The basic rule of when to prune something is to know when it flowers. Then you can decide whether you want to sacrifice a few blooms and prune before it flowers or wait to prune it until after it has finished flowering.

Generally, it is recommended that spring-flowering shrubs be pruned after they have flowered, but some experts think this is not always practical because it is harder to see the branch structure of a shrub once it has leafed out.

Deciduous trees are pruned while they are dormant, usually in January and February, before the sap starts to flow and when the frame structure is easily visible. This is the time to open up the canopy to allow in more light and better air circulation. It is also the time to consider strategically removing a branch here or there to allow more light in to flower beds or lawn areas that will do better with more sunshine.

Sometimes pruning is not the answer at all. For instance, if a large rhododendron has been planted below a window, it will forever be wanting to grow and block the view. Why fight nature? Better to lift the plant and relocate it to a spot where it can thrive and fulfil its genetic coding.

Here’s a guide to how to prune some popular plants.

– Clematis: Most summer-flowering clematis can be pruned back to within a few feet of the ground. Exceptions are B-types such as Nelly Moser. (For a complete list of B-type clematis, go to www.homeofclematis.com.)Early-spring flowering varieties should be pruned after flowering.

– Wisteria: Lateral and side shoots can be nipped back to two or three buds. After it flowers in July or August, snip them back again to four or five buds close to the main branch.

– Buddleia: Prune hard down to the main frame or lower in February.

– Fruit trees: Prune out dead, diseased and damaged branches and open up the canopy to allow in more light before buds begin to swell in March.

Mophead and lacecap hydrangeas: Cut stems back to a pair of fat healthy buds in early March. Take out weak, spindly stems to improve the shrub’s basic framework.

– Roses: Prune hybrid teas and floribundas when you see the yellow blooms of forsythia in March-April. Reduce the size of bushes by a third to a half, cutting back to a healthy outward-facing bud. Prune climbers, cutting laterals back to main canes. Trim shrub roses back by a third.

– Rhododendrons: It is better to move a large rhodo to a roomier spot. But if pruning is the only option, do it over three years, cutting a little each year after it flowers.

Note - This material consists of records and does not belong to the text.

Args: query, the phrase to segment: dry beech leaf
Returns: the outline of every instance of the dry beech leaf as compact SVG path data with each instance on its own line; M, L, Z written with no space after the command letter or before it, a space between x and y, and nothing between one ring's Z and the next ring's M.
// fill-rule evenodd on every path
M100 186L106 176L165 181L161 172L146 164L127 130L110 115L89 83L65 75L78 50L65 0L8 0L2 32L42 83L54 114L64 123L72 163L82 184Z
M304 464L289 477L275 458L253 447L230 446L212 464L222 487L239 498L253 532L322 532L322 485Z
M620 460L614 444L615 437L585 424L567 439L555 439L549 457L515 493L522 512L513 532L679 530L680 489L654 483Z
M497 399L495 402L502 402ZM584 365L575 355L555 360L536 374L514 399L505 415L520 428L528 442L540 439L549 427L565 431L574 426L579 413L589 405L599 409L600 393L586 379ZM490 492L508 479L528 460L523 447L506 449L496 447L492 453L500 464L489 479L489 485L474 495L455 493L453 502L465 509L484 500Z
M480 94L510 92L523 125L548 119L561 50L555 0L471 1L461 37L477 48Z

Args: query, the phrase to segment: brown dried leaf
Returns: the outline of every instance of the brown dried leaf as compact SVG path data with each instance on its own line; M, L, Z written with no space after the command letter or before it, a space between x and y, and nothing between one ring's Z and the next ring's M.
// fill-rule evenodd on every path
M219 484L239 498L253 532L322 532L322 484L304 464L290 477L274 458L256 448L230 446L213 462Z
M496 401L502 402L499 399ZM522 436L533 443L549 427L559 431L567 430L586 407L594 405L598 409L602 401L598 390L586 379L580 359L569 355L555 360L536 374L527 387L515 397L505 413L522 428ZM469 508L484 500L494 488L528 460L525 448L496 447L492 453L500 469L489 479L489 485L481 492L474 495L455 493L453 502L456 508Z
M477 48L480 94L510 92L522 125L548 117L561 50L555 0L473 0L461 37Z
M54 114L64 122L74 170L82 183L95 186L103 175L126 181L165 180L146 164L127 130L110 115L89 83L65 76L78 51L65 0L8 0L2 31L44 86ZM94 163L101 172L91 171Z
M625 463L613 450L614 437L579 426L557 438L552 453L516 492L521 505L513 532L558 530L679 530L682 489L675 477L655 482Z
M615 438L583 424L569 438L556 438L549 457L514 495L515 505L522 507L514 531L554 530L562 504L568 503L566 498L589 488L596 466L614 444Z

– Cane fruits (raspberry, blackberry, loganberry): Remove old unproductive canes to make way for new ones. Cut autumn-fruiting raspberries to the ground, remove only old canes of summer-flowering ones.

– Bush fruits (gooseberry, blueberry: Prune in March when buds can be seen. Cut for shape and to promote vigour. Keep the centre of the bush open to allow good air circulation. Prune again in summer to restrict growth and maintain shape and structure.

– Grape: Prune shoots in February back to one or two strong swollen buds. Routine pruning in summer involves shortening excessively long shoots.